THE THREE TRADITIONS OF FIGURATIVE LITURGICAL ART looks at the ways in which the authentic liturgical traditions in Christian art, the iconographic style, the Gothic and the Baroque, have dealt with the dilemma in the past. These traditions each deviate from perfect realism and stylistically depict essential truths that are not always visible to the naked eye. It is the invisible truths that the artist chooses to reveal that distinguish one style from another. Given this, as I demonstrate, they are not all equally appropriate for portraying the nude.
THE PROBLEM OF THE NUDE MODEL guides Christian artists towards an understanding of their responsibility to avoid the occasion of sin while producing the art and learning to draw and paint in the studio.
Some people that Pope St John Paul II’s work shifted the balance from an outdated “prudishness” toward a genuine openness to the beauty of the human body. This is certainly true to some degree, but I argue this aspect has been exaggerated. His writings can not be understood apart from a deep awareness of the Christian artistic traditions of sacred art. In truth, his ideas are a fresh presentation of deeply a conservative approach — far from being radical and new, they reconnect us to centuries of authentic Christian anthropology and tradition, and breathe new life into the contemporary conversation around body, soul, and spirit.
In his foreword, Dr. Christopher Blum (Academic Dean and Professor of History and Philosophy at the Augustine Institute) writes:
In addressing the topic of the nude in sacred art, David Clayton has performed an act requiring considerable courage. The temper of our spirituality today is highly emotional, to say the least. We are quick to accuse earlier ages of Jansenism and slow to admit that the mortification of the senses has a permanent place in the Christian way of life. Moreover, our tastes have been permanently affected by more than one artistic revolution. Clayton’s reminder that Christian art has always had a much higher purpose, then, is a call that asks us to swim against a very strong tide.
Clayton takes us on a journey of rediscovery, anchored in a careful reading of St. John Paul II. With his help, we can newly appreciate the essentially iconic nature of Christian sacred art.Deacon Keith Fournier, General Counsel Director of Diaconal Formation for the Diocese of Tyler, Texas, wrote the following review of this book:
Between September 5, 1979 and November 28, 1984, Pope St. John Paul II delivered a series of 129 catechetical instructions called “Human Love in the Divine Plan”. It is popularly referred to as a “Theology of the Body”, a phrase the late Pope called a “working term.” The term has led to a minimization of the depth of the theological anthropology of the integrated human person as gift which the late Pope presented. The thought of the late Pope was not new; it is rooted in the Patristic Tradition and must be seen in a hermeneutic of continuity.
One of the problems arises from an oversimplification of this body of teaching in some popular presentations, and which presents the work as a break with the teaching of the Church on modesty, purity, chastity and the virtuous life – particularly as it relates to the depiction of the human body in art. This is incorrect and in this respect a disservice to the four years of teaching of this great Saint.

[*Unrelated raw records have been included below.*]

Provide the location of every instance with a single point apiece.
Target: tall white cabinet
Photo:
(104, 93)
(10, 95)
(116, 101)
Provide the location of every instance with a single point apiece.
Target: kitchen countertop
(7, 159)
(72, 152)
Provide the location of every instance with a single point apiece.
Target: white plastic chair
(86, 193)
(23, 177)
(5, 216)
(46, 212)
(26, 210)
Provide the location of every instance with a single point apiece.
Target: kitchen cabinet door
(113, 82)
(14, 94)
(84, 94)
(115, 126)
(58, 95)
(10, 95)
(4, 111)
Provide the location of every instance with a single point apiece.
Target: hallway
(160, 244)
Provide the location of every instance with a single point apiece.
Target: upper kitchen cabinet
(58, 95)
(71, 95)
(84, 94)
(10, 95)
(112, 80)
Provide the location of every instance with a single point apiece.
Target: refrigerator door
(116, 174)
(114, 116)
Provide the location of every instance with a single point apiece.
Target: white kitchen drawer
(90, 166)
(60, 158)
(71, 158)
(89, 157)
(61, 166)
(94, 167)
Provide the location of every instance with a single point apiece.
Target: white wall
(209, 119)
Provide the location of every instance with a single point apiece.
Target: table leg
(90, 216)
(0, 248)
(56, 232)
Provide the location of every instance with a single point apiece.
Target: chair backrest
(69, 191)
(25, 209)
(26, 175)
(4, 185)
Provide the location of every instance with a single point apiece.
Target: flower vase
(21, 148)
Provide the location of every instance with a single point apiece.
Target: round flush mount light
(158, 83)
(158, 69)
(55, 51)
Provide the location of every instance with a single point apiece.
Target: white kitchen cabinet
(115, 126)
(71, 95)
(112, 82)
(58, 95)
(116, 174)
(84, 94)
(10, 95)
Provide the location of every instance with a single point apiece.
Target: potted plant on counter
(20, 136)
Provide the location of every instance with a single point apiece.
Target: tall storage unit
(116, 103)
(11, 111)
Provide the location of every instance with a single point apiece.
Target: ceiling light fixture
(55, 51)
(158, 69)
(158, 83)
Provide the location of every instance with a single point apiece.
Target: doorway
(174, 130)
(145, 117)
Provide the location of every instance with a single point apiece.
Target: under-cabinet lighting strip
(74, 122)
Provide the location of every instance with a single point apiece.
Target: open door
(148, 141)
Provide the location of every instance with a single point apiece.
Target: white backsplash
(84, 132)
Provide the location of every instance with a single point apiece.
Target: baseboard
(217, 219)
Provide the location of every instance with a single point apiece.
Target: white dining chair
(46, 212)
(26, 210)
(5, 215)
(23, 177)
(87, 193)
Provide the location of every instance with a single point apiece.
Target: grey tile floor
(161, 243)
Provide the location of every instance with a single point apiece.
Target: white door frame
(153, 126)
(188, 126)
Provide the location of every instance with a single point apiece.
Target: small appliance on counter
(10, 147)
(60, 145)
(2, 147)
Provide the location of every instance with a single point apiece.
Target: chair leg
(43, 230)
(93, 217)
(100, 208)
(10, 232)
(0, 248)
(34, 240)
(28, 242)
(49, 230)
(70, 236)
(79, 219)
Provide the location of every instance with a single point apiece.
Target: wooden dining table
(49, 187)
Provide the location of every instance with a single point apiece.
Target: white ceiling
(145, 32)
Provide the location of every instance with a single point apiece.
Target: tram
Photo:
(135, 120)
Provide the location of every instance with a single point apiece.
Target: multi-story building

David Clayton has demonstrated a deep knowledge and understanding of Christian sacred art, and of the writings of John Paul II on both anthropology and art. In this book, Clayton provides us with a synthesis that places all within the context of the greater tradition of Catholic thinking on these topics and shows how, far from being a radical departure from it, the Theology of the Body is reinforcing a traditionally Christian and conservative approach to the nude in art.